Existing solutions to this problem have examined HTTP throughput [Ste99], TCP throughput [MM96], available bandwidth [CC96a], or bottleneck link bandwidth. Although HTTP and TCP are the current dominant application and transport protocols in the Internet, other applications and transport protocols (e.g. for video and audio streaming) have different performance characteristics. Consequently, their performance cannot be predicted by HTTP and TCP throughput. Available bandwidth (when combined with latency, loss rates, and other metrics) can predict the performance of a wide variety of applications and transport protocols. However, available bandwidth depends on both bottleneck link bandwidth and cross traffic. Cross traffic is highly variable in different places in the Internet and even highly variable in the same place. Developing and verifying the validity of an available bandwidth algorithm that deals with that variability is difficult.

In contrast, bottleneck link bandwidth is well understood in theory [Kes91] [Bol93] [Pax97] [LB00], and techniques to measure it are straightforward to validate in practice (see Section 4). Moreover, bottleneck link bandwidth measurement techniques have been shown to be accurate and fast in simulation [LB99]. Furthermore, in some parts of the Internet, available bandwidth is frequently equal to bottleneck link bandwidth because either bottleneck link bandwidth is small (e.g. wireless, modem, or DSL) or cross traffic is low (e.g. LAN). In addition to bottleneck link bandwidth's current utility, it can help the development of accurate and validated available bandwidth measurement techniques because of available bandwidth's dependence on bottleneck link bandwidth.

However, current tools to measure link bandwidth 1) measure all link bandwidths instead of just the bottleneck, 2) only measure the bandwidth in one direction, and/or 3) actively send probe packets. The tools pathchar [Jac97], clink [Dow99], pchar [Mah00], and tailgater [LB00] measure all of the link bandwidths along a path, which can be time-consuming and unnecessary for applications that only want to know the bottleneck bandwidth. Furthermore, these tools and bprobe [CC96b] can only measure bandwidth in one direction. These tools, tcpanaly [Pax97], and pathrate [DRM01] actively send their own probe traffic, which can be more accurate than passively measuring existing traffic, but also results in higher overhead [LB00]. The nettimer-sim [LB99] tool only works in simulation.

Our contributions are the nettimer bottleneck link bandwidth measurement tool, the libdpcap distributed packet capture library, and experiments quantifying their utility. Unlike current tools, nettimer can passively measure the bottleneck link bandwidth along a path in real time. Nettimer can measure bandwidth in one direction with one packet capture host and in both directions with two packet capture hosts. In addition, the libdpcap distributed packet capture library allows measurement programs like nettimer to efficiently capture packets at remote hosts while doing expensive measurement calculations locally. Our experiments indicate that in most cases nettimer has less than 10% error whether the bottleneck link technology is 100Mb/s Ethernet, 10Mb/s Ethernet, 11Mb/s WaveLAN, 2Mb/s WaveLAN, ADSL, V.34 modem, or CDMA cellular data. Nettimer converges within 10308 bytes of the first large packet arrival. Even when measuring a 100Mb/s bottleneck, nettimer only consumes 6.34% of the network traffic being measured, and 4.52% of the cycles on the 366MHz remote packet capture server and 57.6% of the cycles on the 266MHz bandwidth computation machine.

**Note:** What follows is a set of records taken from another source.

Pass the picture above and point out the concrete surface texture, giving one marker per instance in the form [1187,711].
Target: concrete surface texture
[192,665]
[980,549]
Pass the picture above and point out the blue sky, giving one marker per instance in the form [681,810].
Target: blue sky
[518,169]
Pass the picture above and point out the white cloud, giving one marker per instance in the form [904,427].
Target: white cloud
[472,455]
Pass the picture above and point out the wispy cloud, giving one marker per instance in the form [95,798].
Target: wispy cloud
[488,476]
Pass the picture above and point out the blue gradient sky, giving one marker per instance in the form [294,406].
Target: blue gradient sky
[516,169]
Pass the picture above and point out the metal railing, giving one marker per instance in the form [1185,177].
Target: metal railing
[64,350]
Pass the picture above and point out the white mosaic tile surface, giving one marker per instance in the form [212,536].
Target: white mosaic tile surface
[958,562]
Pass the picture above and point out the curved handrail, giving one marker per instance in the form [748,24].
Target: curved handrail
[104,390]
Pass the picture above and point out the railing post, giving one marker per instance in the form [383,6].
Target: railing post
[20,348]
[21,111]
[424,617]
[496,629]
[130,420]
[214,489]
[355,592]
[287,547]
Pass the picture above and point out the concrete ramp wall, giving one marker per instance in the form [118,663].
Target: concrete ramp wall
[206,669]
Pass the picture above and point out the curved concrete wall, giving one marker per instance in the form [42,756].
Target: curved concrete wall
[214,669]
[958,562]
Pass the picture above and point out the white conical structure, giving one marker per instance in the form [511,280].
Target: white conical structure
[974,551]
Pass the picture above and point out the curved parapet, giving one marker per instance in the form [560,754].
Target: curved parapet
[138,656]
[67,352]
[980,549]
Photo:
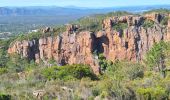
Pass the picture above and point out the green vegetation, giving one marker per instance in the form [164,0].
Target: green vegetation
[120,80]
[5,97]
[164,21]
[161,11]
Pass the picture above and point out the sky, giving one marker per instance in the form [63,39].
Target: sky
[82,3]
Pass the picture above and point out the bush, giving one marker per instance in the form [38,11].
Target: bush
[152,93]
[164,21]
[125,71]
[68,72]
[5,97]
[3,70]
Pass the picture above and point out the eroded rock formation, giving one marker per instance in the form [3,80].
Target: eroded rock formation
[71,47]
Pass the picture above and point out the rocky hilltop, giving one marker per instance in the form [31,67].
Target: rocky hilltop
[75,47]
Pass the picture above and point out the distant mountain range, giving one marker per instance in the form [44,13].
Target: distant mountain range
[70,10]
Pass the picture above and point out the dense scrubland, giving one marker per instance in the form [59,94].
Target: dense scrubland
[22,79]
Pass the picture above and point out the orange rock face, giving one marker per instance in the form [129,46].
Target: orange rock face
[131,43]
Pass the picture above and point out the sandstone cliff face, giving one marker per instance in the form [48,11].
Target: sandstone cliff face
[75,48]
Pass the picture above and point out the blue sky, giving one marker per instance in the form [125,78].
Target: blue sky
[82,3]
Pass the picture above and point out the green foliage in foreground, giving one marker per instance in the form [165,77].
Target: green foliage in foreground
[5,97]
[161,11]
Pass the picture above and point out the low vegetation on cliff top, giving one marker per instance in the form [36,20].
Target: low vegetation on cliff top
[22,79]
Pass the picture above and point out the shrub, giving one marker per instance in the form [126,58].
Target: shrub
[152,93]
[3,70]
[125,70]
[164,21]
[5,97]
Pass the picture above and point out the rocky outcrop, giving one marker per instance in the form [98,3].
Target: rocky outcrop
[73,47]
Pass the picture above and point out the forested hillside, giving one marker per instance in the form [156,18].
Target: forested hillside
[119,55]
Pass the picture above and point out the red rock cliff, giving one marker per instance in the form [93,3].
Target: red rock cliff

The rest of the paper is organized as follows. In Section 2 we describe the packet pair property of FIFO-queueing networks and show how it can be used to measure bottleneck link bandwidth. In Section 3 we describe how we implement the packet pair techniques described in Section 2, including our distributed packet capture architecture and API. In Section 4, we present preliminary results quantifying the accuracy, robustness, agility, and efficiency of the tool. In Section 6, we conclude.